My implementation of the research paper - All-in-One: Emotion, Sentiment and Intensity Prediction using a Multi-task Ensemble Framework
Sentiment & Emotional Analysis have applications in a diverse set of real-world problems such as stock market predictions, disaster management systems, health management systems, feedback systems for an organization or individual user to take an informed decision. In any business, it is important to know how customers truly feel about your services and products, because that is what really makes the difference. Sales figures, surveys, social media posts, ratings may help us get a general idea about customer views but it does not provide the finer, granular insights regarding what goes unsaid. This is where emotion & sentiment analysis comes in handy.
Emotion Classification & Emotion Intensity Prediction are separate but closely related tasks. Multi-task learning framework targets to achieve generalization by leveraging the inter-relatedness of multiple problems/tasks.I worked on the framework proposed in the research paper – “All-in-One: Emotion, Sentiment and Intensity Prediction using a Multi-task Ensemble Framework”. I rebuilt the model to examine & compare performance of multi-tasking framework and single tasking framework on emotion classification & emotion intensity predictions tasks.
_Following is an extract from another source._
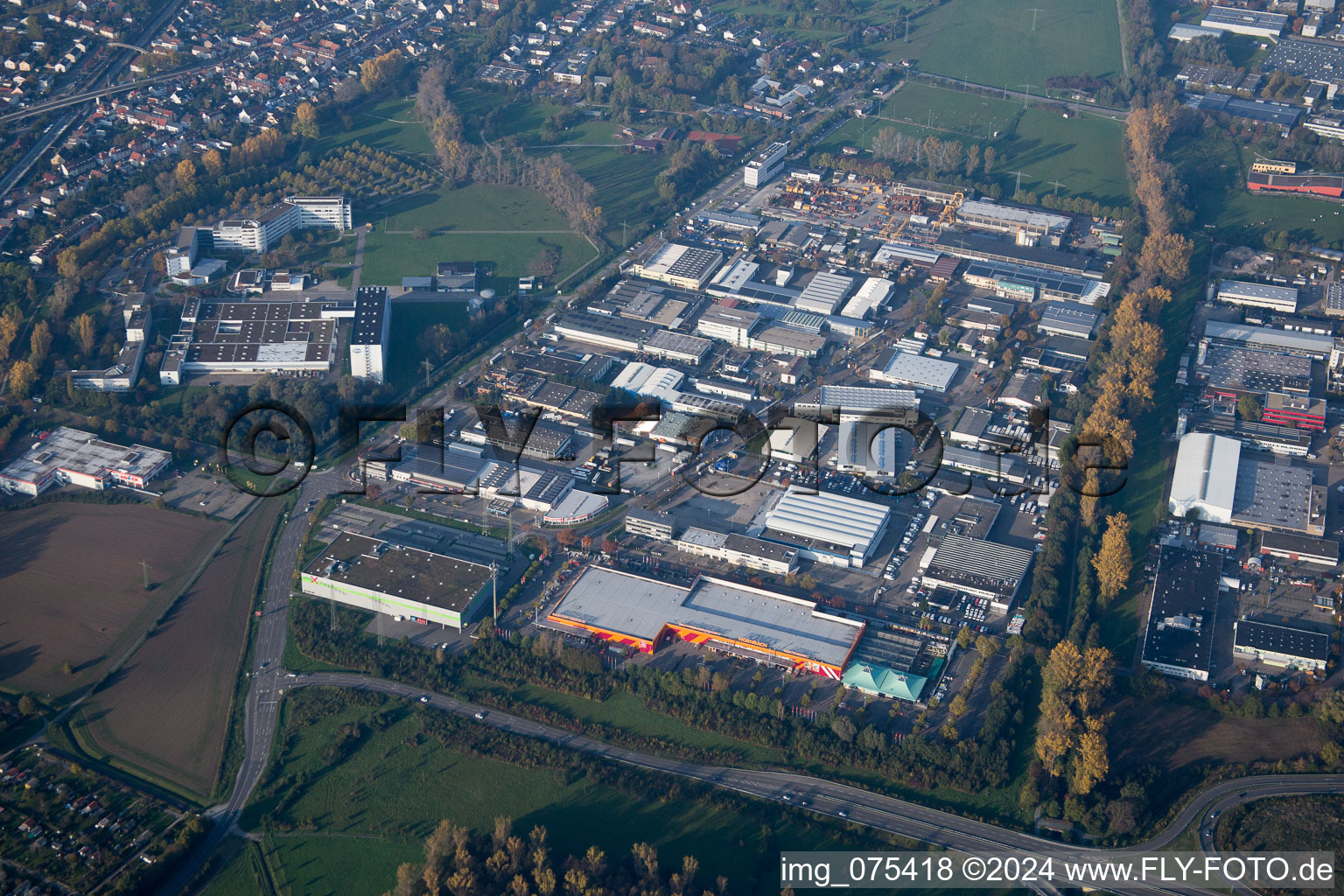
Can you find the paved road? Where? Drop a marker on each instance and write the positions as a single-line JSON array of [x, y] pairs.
[[874, 810], [58, 128], [268, 682]]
Multitask Learning is an approach to inductive transfer that improves generalization by using the domain information contained in the training signals of related tasks as an inductive bias. It does this by learning tasks in parallel while using a shared representation; what is learned for each task can help other tasks be learned better. By using MTL, it might be possible to increase performance even further by forcing the model to learn a more generalized representation as it learns (updates its weights) not just for one specific task but a bunch of tasks. Biologically, humans learn in the same way. learn better if learn multiple related tasks instead of focusing on one specific task for a long time.
A multi-task framework offers three main advantages:
- Achieves better generalization.
- Improves the performance of each task through shared representation; and
- Requires only one unified model in contrast to separate models for each task in single-task setting, resulting in complexity in terms of learnable model parameters.